To address the situation, an assessment from SEMI, a global industry association serving the electronics design and manufacturing supply chain, indicates that manufacturers are expected to increase investment by up to 18% to ramp up production.

The trend in terms of increased investment continues to grow, although it is significantly down on last year 2021, when the increase in this investment compared to 2020 was 42%. All in all, this increase is expected to reach $107 billion, which would bring the total to over $100 billion for the first time.

According to Ajit Manocha, CEO of SEMI, surpassing this barrier is a milestone that reflects the dynamism of the sector, which maintains high long-term growth prospects, with expanding markets a trend that is not likely to slow down in the coming years.

Growth areas and sectors

By geographical area, Asia continues to be the leading territory. Taiwan will see the strongest growth, with spending increasing by 46% to $35 billion in Taiwan alone. This is followed by South Korea, with a 9% increase in spending and a total of $26 billion. In the case of China, although spending will reach $17.5 billion, this figure would mean a decrease of 30% when compared to 2021.

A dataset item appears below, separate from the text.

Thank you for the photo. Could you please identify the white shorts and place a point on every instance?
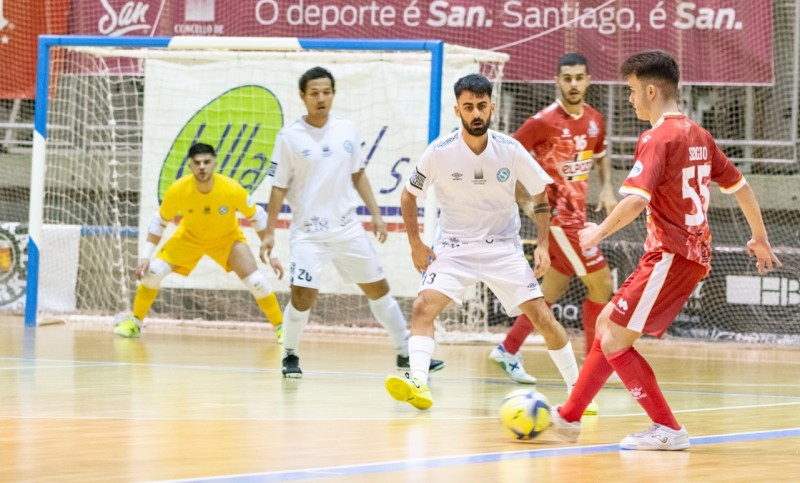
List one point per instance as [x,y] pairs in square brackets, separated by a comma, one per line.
[500,265]
[353,256]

Meanwhile, in Europe, Middle East and Africa regions, the figure would be much lower than those mentioned for Asia (€9.6 billion) but would represent a historic increase of 248% compared to 2021.

The main reason for this is the adoption by government authorities of stimulus measures aimed at putting local industry in a position to compete with the Asian giants. Behind them is North America, with an increase to $9.8 billion by 2023.

By sector, the largest investments would be in foundries (50% of spending), followed by the memory industry, with 35% of spending, due to the arrival of a new generation of NAND Flash and DRAM chips.